Pouvez-vous présenter l’Atelier Bulk ?

L’atelier Bulk est un outil d’impression contemporain axé sur l’embellissement de l’objet imprimé, grâce aux techniques comme le marquage à chaud ou le le letterpress.
Bulk renvoie à la matière et par extension à la main du papier. Cette sensibilité dans le choix des supports et la qualité du rendu est notre crédo, nous n’envisageons pas de produire des choses mal faites. Mais, si on met un peu d’amour dedans on arrive souvent à un résultat intéressant.

D’où vous est venue l’envie de vous lancer dans un atelier d’impression ?

Au départ il y a une rencontre entre Florent et moi, je suis imprimeur de formation et Florent graphiste. J’avais en tête cette idée d’atelier avec une configuration très précise basée sur la qualité. J’y ai injecté mon savoir-faire et la partie conseil. Florent lui, avait eu des expériences un peu mitigées avec le monde de la production. Au fil des discussions, une idée a germé, pourquoi ne pas développer un outil de production réellement destiné aux créatifs, remettre le conseil au cœur de notre métier de production pour permettre aux graphistes de s’exprimer pleinement et de redécouvrir ce qui paraissait inaccessible il n’y a pas si longtemps. Leur permettre de faire de belles choses.

Quelles sont les principales techniques que vous utilisez ? Pourquoi faire le choix de miser particulièrement sur la dorure à chaud ?

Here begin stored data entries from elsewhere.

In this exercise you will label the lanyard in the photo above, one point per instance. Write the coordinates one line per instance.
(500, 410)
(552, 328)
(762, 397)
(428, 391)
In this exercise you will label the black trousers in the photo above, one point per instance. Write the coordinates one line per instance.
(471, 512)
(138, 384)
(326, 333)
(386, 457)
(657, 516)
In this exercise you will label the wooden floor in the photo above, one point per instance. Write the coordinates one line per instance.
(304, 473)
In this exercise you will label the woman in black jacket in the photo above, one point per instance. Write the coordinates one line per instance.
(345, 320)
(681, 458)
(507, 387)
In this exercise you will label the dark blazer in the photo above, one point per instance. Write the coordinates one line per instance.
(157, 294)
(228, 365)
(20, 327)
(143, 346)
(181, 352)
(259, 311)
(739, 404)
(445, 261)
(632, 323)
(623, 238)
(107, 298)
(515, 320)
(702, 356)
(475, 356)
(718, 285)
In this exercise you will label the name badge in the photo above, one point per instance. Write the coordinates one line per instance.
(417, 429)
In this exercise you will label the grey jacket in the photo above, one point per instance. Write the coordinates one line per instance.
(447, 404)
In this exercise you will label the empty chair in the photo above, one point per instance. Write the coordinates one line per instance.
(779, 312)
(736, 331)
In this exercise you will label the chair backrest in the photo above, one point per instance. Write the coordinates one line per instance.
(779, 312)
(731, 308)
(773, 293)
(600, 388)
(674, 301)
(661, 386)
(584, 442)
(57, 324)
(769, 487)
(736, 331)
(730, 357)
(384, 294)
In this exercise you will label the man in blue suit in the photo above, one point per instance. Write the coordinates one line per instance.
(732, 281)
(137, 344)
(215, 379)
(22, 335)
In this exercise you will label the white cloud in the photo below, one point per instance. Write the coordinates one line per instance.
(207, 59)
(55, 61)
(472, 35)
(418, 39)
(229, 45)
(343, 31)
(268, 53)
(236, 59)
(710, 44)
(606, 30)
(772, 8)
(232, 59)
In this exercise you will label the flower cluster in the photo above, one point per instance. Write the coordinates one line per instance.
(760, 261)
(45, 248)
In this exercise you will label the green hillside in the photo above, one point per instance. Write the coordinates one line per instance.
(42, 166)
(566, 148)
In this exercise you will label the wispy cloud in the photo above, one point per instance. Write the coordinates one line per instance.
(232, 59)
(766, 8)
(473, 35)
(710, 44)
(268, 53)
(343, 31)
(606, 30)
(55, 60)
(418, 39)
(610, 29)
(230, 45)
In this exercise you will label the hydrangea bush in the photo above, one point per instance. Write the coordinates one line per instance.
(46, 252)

Au sein de l’atelier nous avons développé le marquage à chaud, le gaufrage, le foulage, les papiers contrecollés, la dorure sur tranche. Nous avons également du matériel qui nous permet de faire du letterpress. Mais la dorure à chaud est vraiment ce qui nous a paru être le plus pertinent, et ce, pour plusieurs raisons. Nous pouvons travailler directement sur des papiers teintés dans la masse, sur des grammages très forts, avec des textures différentes. A partir du moment où nous avons gravé l’outil destiné au travail, nous pouvons proposer au client un panel de rendus avec des couleurs de films et de papiers différents. Cette flexibilité permet de choisir une orientation conforme au rendu final. C’est un vrai confort pour les créatifs en lien avec leurs clients.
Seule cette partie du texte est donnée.